One of the most important benefits of beets, nutritionally and culinarily, is in their brilliant leafy tops. They’re actually best when just rinsed, steamed for 30 seconds and drizzled with extra virgin olive oil.
Researchers have used beet green juice as a food supplement for athletes. What they found was that cyclists were able to go further and faster before fatiguing after they had consumed beetroot juice.

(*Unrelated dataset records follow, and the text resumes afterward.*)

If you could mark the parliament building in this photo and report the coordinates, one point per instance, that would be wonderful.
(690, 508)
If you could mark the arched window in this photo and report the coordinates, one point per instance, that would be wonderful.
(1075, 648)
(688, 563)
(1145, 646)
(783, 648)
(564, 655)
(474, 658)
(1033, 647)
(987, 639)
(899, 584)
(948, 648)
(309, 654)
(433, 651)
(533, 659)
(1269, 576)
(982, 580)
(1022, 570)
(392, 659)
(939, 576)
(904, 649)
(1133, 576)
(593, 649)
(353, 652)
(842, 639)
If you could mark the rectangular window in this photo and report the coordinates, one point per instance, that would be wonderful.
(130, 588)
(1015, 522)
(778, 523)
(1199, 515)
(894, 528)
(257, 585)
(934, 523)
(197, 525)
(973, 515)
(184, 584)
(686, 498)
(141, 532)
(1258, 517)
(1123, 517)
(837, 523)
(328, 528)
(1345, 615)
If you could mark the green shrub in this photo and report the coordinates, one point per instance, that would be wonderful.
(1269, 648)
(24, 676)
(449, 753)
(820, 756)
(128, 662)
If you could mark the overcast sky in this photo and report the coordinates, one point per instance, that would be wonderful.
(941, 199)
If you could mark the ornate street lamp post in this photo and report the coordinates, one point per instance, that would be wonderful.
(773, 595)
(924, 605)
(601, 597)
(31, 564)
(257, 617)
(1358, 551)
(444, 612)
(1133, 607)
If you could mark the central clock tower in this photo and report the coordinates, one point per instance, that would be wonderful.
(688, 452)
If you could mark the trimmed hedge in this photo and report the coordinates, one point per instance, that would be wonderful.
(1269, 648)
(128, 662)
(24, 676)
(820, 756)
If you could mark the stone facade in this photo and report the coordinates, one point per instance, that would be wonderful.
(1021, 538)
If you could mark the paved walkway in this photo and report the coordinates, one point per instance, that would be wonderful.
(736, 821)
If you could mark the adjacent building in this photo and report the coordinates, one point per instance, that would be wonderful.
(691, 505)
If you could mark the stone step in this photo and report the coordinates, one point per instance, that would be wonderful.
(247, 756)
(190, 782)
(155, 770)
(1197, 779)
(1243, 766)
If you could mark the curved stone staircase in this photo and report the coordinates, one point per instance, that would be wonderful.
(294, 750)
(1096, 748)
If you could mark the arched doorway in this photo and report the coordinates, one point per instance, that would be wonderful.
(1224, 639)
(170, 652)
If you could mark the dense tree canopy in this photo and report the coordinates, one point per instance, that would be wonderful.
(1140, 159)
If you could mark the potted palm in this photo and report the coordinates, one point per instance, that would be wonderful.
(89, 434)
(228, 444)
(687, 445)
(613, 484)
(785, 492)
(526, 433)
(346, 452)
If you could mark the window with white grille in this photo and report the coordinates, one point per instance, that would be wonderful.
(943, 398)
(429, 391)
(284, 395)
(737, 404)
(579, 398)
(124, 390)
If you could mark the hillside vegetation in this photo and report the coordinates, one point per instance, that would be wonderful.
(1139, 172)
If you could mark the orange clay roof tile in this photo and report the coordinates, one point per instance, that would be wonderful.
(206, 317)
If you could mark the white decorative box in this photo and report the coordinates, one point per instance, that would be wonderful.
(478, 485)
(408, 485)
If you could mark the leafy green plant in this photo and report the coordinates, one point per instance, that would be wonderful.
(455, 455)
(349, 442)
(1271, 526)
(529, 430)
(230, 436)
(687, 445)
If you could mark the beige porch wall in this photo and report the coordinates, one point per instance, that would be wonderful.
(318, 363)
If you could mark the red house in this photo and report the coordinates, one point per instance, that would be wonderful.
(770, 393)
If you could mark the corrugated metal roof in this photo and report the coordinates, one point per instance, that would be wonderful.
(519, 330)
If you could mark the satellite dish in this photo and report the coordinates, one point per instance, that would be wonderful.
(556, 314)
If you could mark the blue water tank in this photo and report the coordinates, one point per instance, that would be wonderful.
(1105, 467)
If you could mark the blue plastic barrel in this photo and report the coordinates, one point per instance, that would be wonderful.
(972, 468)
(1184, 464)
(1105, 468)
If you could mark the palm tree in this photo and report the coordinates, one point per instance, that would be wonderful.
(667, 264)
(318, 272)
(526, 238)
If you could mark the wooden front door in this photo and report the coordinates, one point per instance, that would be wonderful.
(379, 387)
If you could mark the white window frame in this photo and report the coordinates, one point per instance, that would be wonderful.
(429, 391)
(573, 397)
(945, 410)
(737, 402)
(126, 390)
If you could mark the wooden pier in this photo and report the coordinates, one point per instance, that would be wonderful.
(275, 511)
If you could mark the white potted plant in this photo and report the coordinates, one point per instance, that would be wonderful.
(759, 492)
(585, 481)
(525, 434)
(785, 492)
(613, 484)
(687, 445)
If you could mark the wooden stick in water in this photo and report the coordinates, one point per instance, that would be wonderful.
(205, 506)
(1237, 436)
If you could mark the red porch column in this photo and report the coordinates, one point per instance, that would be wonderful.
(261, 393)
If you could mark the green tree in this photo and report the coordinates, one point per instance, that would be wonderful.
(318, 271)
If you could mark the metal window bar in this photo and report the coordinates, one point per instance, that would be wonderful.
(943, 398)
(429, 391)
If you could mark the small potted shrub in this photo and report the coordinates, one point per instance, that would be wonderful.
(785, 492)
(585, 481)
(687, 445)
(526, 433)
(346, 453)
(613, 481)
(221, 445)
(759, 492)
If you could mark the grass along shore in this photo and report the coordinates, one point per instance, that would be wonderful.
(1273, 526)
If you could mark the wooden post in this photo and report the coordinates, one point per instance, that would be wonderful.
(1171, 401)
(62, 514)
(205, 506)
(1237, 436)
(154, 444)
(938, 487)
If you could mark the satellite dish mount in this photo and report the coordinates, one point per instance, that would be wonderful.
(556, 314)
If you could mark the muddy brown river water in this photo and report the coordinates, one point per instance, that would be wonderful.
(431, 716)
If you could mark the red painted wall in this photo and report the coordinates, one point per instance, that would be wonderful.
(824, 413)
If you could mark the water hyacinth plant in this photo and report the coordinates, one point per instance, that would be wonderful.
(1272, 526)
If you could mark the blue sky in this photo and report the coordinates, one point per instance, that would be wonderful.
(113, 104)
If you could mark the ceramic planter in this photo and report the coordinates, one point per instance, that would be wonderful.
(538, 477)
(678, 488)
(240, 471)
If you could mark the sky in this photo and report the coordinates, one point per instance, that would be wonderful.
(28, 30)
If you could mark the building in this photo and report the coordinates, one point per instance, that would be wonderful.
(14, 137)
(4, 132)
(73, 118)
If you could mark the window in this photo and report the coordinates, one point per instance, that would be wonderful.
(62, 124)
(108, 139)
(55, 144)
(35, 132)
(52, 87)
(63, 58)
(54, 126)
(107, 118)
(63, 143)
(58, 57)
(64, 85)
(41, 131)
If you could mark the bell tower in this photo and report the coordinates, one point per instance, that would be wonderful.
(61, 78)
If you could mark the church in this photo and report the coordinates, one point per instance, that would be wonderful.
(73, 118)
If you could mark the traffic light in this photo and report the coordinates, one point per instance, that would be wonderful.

If you aren’t into juicing 40 pounds of beet greens into a shot glass of juice, try incorporating them in these ways:
- Add whole leaves to a blueberry smoothie
- Use beet leaves as wraps for pulled pork or pulled chicken
- Blend together goat’s cheese, feta cheese and beet greens for a bread spread
- Blend beet greens, olive oil, garlic and walnuts as a pesto drizzle for chicken
- Top pizza with a combination of chopped beet greens, chopped figs and blue cheese
The active ingredient in beets appears to be nitrates. Yep, the very same nitrates that you have heard are so awful in your deli meats and hot dogs. Most nitrates in your diet come from plants, especially dark leafy greens. The natural extract that is put into some deli meats comes from celery seeds high in nitrates so it just doesn’t make sense that this is the very thing that is causing so much trouble. You ate more of it in your salad before your sausage.
The answer may be what comes with those nitrates. Is it a high fat, high sodium processed food? Or a high nutrition, high fibre plant? In the end, it probably doesn’t matter. If you incorporate as many dark leafy greens as you can, a delicious deli meat sandwich is probably just fine. Simply serve up a side of colorful greens to go with it and call it even.